September 20, 2020
Stars Peter Cushing, Bernard Cribbins, Ray Brooks, Andrew Keir, Roberta Tovey, Jill Curzon.
The ending of Dr. Who and the Daleks hinted at a continuing adventure through time and space for Dr. Who (Peter Cushing) and his companions trying to find their way home. But, alas, in this 1966 sequel starts anew, with only Roberta Tovey joining Cushing from the previous film.
This was the second of three planned films based on the Dalek storylines from the “Doctor Who” television series, as chronicled in the review of Dr. Who and the Daleks, they were standalone adventures not related to the ongoing storylines of the TV series, and were essentially big-screen remakes of a few episodes with a new cast.
As with the previous film, Invasion was written by Milton Subotsky and directed by Gordon Flemyng. Based on the TV serial “The Dalek Invasion of Earth,” the movie deals with the time travelers stumbling across a future Earth that has been conquered by the Daleks, the mechanized aliens encountered in the previous film.
It begins, however, with a street cop named Tom (Bernard Cribbins) in a confrontation with some thugs who robbed a jewelry shop. He seeks refuge in what he thinks is a common police box, but it turns out to be Dr. Who’s TARDIS parked on the street, an instant before it travels to a new time.
Tom replaces Ian from the previous film, while Barbara is swapped out for Louise, Dr.
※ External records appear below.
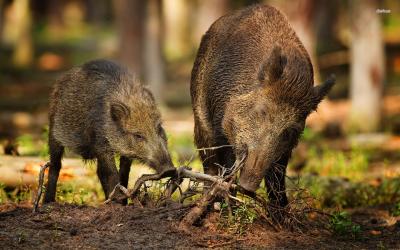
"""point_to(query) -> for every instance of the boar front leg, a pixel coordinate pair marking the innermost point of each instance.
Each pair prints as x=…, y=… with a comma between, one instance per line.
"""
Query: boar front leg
x=275, y=182
x=124, y=169
x=107, y=172
x=56, y=151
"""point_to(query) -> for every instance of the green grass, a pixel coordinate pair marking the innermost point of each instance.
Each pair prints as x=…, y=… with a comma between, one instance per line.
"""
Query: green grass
x=326, y=162
x=341, y=224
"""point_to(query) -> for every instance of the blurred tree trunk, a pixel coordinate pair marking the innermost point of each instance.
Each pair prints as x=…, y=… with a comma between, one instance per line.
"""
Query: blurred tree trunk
x=207, y=12
x=55, y=15
x=153, y=59
x=301, y=15
x=1, y=20
x=176, y=18
x=23, y=48
x=367, y=66
x=129, y=18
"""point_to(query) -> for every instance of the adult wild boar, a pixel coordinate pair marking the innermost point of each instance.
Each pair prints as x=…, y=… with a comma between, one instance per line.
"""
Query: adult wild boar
x=100, y=110
x=252, y=88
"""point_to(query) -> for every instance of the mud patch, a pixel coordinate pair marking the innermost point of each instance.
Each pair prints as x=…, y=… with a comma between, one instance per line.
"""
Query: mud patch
x=113, y=226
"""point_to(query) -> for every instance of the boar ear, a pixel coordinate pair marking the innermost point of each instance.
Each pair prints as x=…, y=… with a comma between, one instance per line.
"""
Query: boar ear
x=272, y=68
x=118, y=111
x=323, y=89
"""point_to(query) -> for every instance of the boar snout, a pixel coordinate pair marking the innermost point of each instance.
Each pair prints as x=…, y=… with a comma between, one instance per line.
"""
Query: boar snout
x=253, y=171
x=161, y=159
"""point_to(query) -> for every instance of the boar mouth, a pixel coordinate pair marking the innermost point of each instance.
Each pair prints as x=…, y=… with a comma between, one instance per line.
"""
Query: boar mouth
x=253, y=171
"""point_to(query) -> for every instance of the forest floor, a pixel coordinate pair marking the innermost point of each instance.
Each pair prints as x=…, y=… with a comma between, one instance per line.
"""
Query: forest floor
x=67, y=226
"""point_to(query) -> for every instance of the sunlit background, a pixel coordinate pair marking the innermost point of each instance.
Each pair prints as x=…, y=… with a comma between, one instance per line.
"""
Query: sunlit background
x=351, y=143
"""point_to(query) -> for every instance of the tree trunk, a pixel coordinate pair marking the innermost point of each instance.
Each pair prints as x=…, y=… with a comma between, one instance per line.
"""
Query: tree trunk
x=153, y=59
x=129, y=18
x=207, y=12
x=23, y=49
x=176, y=19
x=367, y=66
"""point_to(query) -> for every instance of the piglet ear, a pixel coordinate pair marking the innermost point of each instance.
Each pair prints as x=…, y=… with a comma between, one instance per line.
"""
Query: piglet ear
x=323, y=89
x=272, y=68
x=118, y=111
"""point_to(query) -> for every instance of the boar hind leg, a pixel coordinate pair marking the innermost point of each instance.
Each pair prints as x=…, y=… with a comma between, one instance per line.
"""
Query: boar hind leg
x=56, y=151
x=275, y=182
x=107, y=172
x=124, y=169
x=208, y=156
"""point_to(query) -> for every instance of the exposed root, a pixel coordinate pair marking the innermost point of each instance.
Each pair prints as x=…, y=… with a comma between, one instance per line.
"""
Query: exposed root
x=40, y=187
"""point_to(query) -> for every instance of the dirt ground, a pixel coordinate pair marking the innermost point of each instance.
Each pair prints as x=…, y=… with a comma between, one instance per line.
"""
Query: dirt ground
x=117, y=227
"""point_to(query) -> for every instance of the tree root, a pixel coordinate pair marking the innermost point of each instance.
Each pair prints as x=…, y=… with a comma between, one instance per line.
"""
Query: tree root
x=40, y=187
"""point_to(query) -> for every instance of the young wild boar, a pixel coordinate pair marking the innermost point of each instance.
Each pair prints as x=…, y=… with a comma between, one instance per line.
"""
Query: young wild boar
x=252, y=88
x=100, y=110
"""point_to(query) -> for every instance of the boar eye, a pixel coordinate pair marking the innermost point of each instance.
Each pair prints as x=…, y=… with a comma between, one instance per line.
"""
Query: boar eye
x=161, y=132
x=138, y=137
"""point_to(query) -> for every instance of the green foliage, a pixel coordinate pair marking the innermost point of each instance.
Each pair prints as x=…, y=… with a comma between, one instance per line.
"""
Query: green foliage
x=242, y=217
x=328, y=162
x=29, y=146
x=341, y=224
x=3, y=194
x=342, y=193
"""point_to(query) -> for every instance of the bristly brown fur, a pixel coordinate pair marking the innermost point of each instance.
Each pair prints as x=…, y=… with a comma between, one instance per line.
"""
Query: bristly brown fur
x=252, y=87
x=99, y=110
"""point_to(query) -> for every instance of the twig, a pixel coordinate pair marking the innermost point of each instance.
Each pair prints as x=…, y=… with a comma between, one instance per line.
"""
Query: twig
x=40, y=187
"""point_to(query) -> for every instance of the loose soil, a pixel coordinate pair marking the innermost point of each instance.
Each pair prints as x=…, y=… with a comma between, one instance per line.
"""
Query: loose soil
x=66, y=226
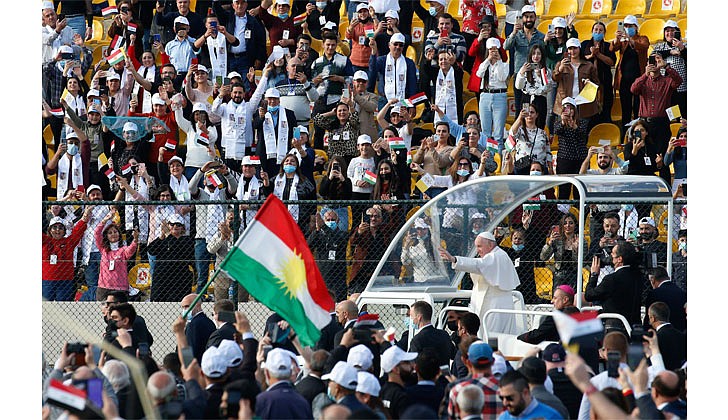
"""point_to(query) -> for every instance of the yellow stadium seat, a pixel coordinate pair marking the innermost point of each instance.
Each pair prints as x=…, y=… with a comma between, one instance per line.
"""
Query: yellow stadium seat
x=561, y=8
x=586, y=13
x=604, y=131
x=471, y=105
x=656, y=11
x=583, y=28
x=652, y=29
x=630, y=7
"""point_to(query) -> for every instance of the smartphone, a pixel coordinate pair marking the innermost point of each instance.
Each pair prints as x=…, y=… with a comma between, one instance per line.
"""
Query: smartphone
x=94, y=389
x=143, y=349
x=613, y=364
x=493, y=343
x=187, y=356
x=226, y=316
x=445, y=369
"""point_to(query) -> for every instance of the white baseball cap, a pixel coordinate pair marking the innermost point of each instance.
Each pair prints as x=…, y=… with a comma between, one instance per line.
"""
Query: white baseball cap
x=272, y=93
x=279, y=361
x=360, y=357
x=559, y=22
x=398, y=37
x=361, y=75
x=231, y=352
x=568, y=100
x=363, y=138
x=213, y=362
x=573, y=42
x=394, y=356
x=342, y=374
x=181, y=19
x=368, y=384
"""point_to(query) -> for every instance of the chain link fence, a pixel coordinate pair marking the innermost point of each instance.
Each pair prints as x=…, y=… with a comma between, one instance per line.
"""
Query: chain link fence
x=180, y=243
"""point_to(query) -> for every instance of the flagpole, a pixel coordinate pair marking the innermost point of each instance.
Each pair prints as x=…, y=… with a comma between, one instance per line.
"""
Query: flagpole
x=217, y=270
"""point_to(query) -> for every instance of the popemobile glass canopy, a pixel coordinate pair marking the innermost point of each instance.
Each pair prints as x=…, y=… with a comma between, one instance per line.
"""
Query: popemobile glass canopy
x=451, y=214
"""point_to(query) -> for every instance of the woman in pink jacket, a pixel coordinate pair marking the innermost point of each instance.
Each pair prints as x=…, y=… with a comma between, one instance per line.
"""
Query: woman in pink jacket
x=113, y=270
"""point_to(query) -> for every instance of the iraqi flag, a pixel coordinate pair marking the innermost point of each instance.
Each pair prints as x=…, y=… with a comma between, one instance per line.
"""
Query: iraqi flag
x=370, y=177
x=115, y=57
x=283, y=274
x=108, y=11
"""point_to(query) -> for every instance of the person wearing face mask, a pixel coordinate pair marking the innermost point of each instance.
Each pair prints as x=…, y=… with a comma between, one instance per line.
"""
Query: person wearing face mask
x=328, y=243
x=597, y=52
x=70, y=162
x=632, y=49
x=114, y=255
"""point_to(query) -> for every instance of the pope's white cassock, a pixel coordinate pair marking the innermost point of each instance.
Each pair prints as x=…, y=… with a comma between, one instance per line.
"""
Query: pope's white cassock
x=494, y=277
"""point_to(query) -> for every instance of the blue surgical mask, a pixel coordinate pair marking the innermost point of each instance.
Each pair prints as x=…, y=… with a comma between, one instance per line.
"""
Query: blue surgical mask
x=289, y=169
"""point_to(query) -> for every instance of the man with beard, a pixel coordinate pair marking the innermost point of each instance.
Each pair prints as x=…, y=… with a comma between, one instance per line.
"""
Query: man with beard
x=398, y=366
x=606, y=156
x=237, y=119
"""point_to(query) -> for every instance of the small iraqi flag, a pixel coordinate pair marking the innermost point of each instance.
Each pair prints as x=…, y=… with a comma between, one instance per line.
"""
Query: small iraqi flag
x=370, y=177
x=108, y=11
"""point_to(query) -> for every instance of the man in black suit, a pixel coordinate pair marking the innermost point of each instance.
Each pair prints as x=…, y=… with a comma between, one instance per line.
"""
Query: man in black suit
x=664, y=290
x=225, y=330
x=312, y=385
x=428, y=336
x=621, y=291
x=199, y=327
x=673, y=343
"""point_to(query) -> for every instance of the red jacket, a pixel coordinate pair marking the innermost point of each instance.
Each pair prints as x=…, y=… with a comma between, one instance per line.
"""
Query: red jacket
x=63, y=251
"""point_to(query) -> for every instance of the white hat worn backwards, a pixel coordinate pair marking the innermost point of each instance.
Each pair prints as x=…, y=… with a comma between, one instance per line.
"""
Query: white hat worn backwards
x=213, y=363
x=394, y=356
x=279, y=361
x=368, y=384
x=232, y=352
x=360, y=357
x=342, y=374
x=573, y=42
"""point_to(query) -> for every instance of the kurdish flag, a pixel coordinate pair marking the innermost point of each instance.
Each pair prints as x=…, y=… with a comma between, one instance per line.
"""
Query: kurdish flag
x=115, y=57
x=108, y=11
x=283, y=274
x=397, y=143
x=492, y=145
x=370, y=177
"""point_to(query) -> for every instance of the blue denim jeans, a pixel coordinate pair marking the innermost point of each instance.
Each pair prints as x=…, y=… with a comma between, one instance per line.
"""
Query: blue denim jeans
x=92, y=277
x=202, y=262
x=493, y=109
x=60, y=290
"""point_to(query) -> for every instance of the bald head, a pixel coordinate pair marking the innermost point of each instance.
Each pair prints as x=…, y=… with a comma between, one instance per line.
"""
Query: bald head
x=187, y=301
x=335, y=412
x=160, y=386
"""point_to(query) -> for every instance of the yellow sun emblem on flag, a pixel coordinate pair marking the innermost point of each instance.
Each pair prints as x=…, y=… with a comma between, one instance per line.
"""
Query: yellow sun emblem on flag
x=292, y=275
Who’s niece (in the original serial, Barbara and Ian are still involved).
Landing in 2150, the team discovers a bombed out London patrolled by robomen — dead humans converted by the Daleks into mindless soldiers. Joining with the local resistance, they formulate a plan to defeat the Daleks, who are trying to mine the resources of Earth’s core and convert the planet into their new homeworld.
While it makes for a nice twin-bill with Dr. Who and the Daleks, Invasion has a bit more teeth than its predecessor as a standalone sci-fi film, taking advantage of great production design to depict the Dalek spaceship. However, the notion that the events take place nearly 200 years in the future leaves a lot to be desired, as humans don’t seem to have done much in the way of technological advancement or fashion sense beyond the 1960s. There are also posters for Sugar Puffs cereal plastered all over the city, the result of a product-placement deal that provided the film a significant portion of its budget.
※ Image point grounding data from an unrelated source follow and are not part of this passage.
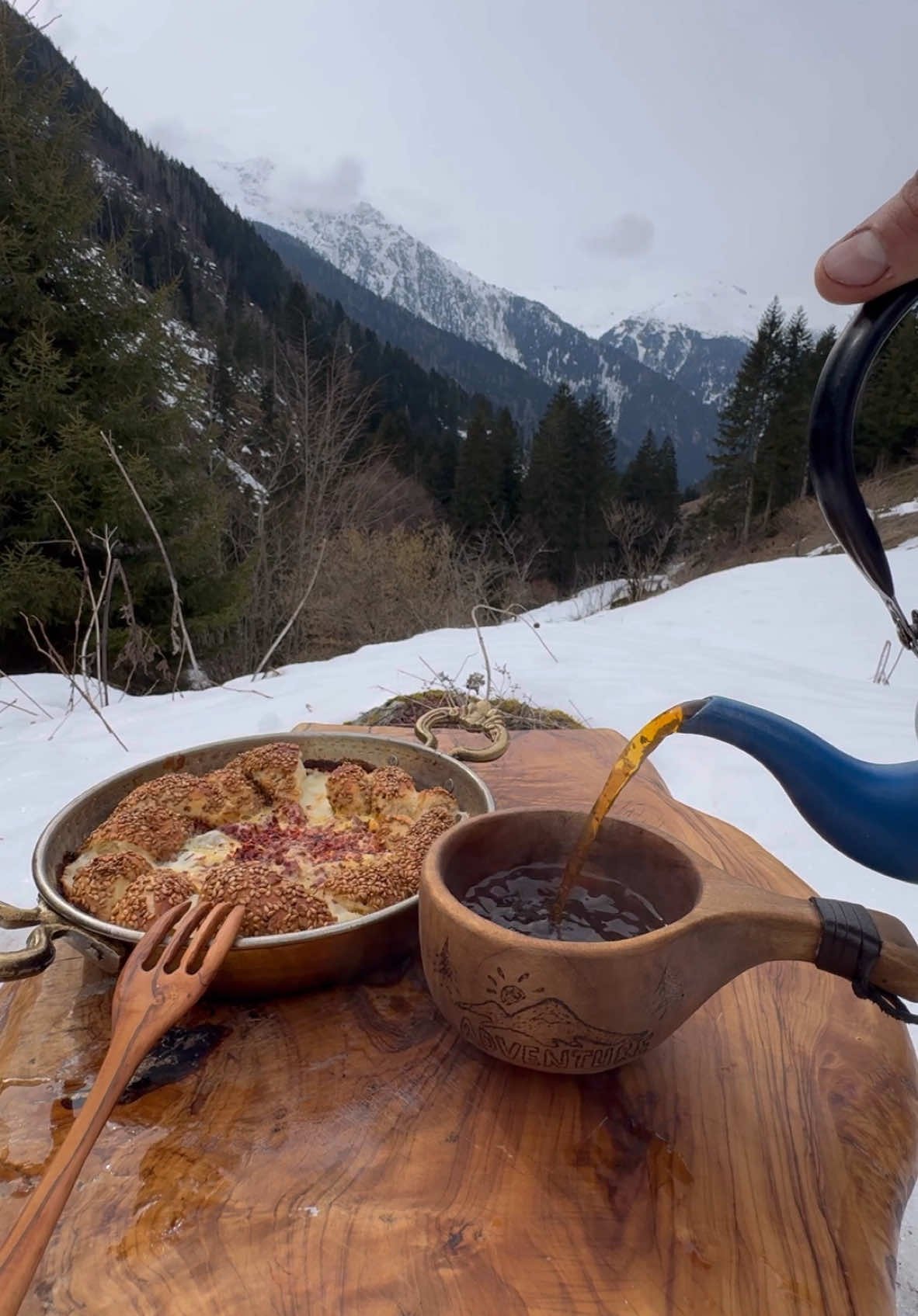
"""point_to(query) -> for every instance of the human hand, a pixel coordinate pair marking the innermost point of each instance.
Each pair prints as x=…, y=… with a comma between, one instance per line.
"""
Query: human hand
x=880, y=254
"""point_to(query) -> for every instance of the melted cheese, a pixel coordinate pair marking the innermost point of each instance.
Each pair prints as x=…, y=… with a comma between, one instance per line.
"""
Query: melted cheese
x=203, y=852
x=314, y=798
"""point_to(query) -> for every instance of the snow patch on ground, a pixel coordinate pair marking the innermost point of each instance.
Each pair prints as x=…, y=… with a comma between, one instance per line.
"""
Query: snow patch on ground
x=798, y=636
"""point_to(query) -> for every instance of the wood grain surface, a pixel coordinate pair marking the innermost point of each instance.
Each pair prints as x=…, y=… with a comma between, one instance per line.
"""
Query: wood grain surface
x=346, y=1153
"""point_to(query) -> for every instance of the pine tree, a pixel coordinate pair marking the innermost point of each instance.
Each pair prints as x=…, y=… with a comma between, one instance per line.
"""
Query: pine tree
x=888, y=422
x=736, y=478
x=666, y=496
x=642, y=475
x=509, y=452
x=478, y=494
x=82, y=350
x=785, y=437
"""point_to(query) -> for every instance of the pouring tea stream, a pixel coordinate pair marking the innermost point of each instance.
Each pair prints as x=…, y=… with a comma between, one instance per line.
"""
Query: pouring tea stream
x=602, y=1005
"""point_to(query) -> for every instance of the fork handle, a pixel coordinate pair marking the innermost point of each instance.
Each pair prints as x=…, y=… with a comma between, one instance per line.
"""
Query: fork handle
x=26, y=1245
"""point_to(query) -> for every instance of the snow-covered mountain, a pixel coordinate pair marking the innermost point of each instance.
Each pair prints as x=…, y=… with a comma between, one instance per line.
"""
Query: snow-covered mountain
x=705, y=363
x=384, y=259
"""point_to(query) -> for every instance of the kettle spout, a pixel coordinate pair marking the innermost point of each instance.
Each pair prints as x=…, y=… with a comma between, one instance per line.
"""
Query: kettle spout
x=867, y=811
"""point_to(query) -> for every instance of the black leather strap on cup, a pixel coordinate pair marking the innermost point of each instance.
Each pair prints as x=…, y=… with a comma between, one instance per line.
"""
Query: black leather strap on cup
x=850, y=948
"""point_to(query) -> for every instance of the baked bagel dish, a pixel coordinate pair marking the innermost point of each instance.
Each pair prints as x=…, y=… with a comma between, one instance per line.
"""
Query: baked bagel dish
x=301, y=846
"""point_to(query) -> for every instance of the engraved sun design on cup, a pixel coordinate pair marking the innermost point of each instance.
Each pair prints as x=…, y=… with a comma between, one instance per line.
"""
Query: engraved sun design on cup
x=507, y=992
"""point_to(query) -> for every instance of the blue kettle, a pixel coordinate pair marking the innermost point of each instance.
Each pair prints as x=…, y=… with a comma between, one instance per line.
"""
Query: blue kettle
x=867, y=811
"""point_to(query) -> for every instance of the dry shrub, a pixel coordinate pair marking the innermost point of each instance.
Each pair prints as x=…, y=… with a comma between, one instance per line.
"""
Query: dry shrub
x=386, y=585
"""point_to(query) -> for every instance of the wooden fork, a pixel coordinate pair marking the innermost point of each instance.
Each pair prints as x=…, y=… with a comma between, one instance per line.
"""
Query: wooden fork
x=161, y=979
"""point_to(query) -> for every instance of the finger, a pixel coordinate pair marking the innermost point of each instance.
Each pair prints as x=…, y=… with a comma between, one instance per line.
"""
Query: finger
x=880, y=254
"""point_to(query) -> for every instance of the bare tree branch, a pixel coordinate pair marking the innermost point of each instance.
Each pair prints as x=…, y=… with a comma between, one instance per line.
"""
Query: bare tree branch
x=178, y=615
x=49, y=651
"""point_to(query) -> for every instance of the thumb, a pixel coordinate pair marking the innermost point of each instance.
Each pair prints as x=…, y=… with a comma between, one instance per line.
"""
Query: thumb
x=880, y=254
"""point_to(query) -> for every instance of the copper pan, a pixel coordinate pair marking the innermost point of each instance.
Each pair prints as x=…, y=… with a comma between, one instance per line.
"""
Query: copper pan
x=256, y=966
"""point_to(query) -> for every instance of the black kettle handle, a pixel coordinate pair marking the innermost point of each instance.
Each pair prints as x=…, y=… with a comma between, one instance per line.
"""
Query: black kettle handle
x=831, y=444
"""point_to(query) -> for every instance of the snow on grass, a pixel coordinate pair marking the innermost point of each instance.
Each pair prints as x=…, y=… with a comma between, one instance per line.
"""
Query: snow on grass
x=800, y=636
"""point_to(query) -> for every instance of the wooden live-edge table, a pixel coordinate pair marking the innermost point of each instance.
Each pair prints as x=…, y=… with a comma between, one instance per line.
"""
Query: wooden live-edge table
x=344, y=1151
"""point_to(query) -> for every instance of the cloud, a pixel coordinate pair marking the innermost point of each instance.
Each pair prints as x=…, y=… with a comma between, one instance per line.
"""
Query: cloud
x=628, y=236
x=335, y=189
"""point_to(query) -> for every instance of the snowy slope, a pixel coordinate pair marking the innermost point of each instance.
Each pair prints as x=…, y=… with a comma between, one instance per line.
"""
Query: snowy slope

The color palette is understandably more bleak than the previous film, but the more ambitious visual effects benefit from a restoration conducted by StudioCanal in 2013 for a European Blu-ray release. The model work is just the perfect amount of 1960s craftsmanship, in that the spaceship offers a nice sense of scope but the wires holding up the model are detectable in a few shots.
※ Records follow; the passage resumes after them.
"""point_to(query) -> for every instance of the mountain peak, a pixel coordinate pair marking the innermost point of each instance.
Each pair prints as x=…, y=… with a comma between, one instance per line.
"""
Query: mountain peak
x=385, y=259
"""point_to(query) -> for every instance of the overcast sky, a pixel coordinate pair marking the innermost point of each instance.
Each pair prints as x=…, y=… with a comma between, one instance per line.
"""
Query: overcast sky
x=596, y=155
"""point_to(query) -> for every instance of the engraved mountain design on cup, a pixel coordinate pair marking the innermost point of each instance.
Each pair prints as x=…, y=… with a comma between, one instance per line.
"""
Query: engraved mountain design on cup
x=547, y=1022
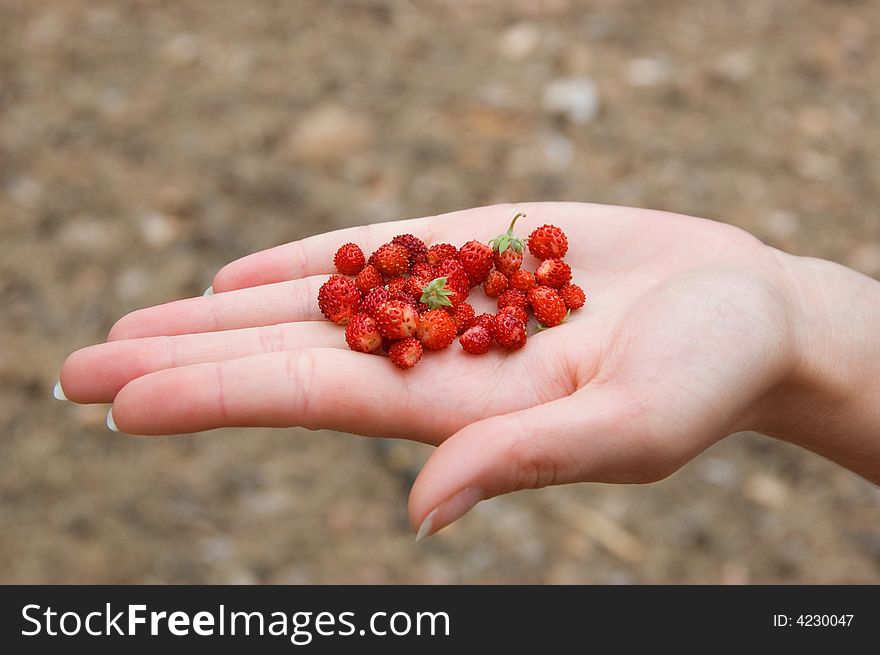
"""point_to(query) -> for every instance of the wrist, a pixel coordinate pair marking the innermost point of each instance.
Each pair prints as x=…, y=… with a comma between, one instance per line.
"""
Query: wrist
x=828, y=396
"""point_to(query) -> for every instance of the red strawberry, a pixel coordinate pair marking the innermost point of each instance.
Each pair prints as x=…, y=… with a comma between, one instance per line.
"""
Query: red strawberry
x=507, y=250
x=513, y=297
x=397, y=319
x=476, y=258
x=349, y=259
x=424, y=269
x=483, y=320
x=405, y=353
x=362, y=334
x=553, y=273
x=418, y=251
x=338, y=299
x=508, y=331
x=373, y=298
x=495, y=284
x=476, y=340
x=522, y=280
x=549, y=307
x=369, y=278
x=573, y=296
x=440, y=252
x=548, y=242
x=463, y=316
x=436, y=329
x=519, y=312
x=392, y=259
x=398, y=285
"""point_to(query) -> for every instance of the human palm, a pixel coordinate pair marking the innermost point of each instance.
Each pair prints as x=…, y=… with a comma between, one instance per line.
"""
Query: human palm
x=684, y=330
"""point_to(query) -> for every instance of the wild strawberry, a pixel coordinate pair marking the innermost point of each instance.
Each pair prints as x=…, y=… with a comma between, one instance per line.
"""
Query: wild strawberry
x=440, y=252
x=338, y=299
x=509, y=331
x=392, y=259
x=418, y=251
x=398, y=285
x=369, y=278
x=397, y=319
x=424, y=269
x=349, y=259
x=362, y=334
x=522, y=280
x=548, y=242
x=573, y=296
x=483, y=320
x=476, y=340
x=553, y=273
x=508, y=249
x=373, y=298
x=495, y=284
x=519, y=312
x=436, y=329
x=549, y=307
x=405, y=353
x=476, y=258
x=513, y=297
x=462, y=315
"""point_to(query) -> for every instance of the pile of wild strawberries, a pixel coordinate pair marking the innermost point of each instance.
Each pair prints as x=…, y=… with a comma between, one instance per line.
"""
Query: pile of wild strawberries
x=408, y=297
The Blu-ray includes a seven-minute featurette about the restoration process.
The film was ultimately considered a critical and commercial disappointment, leading producers to cancel plans for future adaptations.
Cribbins would return to “Doctor Who” more than 40 years later as a recurring character on the revised TV show during David Tennant’s run as the Doctor. A four-minute interview with Cribbins is included on the Blu-ray.
The cult fandom surrounding the two Dalek movies did inspire the 1995 documentary Dalekmania, which runs 57 minutes and is included here, as it is on the Dr. Who and the Daleks Blu-ray.
Likewise, the Invasion Blu-ray also includes a discussion of the film by author Gareth Owen, though this one runs just four minutes. And like with the previous film there’s a good audio commentary joined by film historians Kim Newman and Robert Shearman, with filmmaker Mark Gatiss, who wrote Dalek episodes for the 21st century iteration of the “Doctor Who” television series (the commentaries for both films were likely recorded at the same session).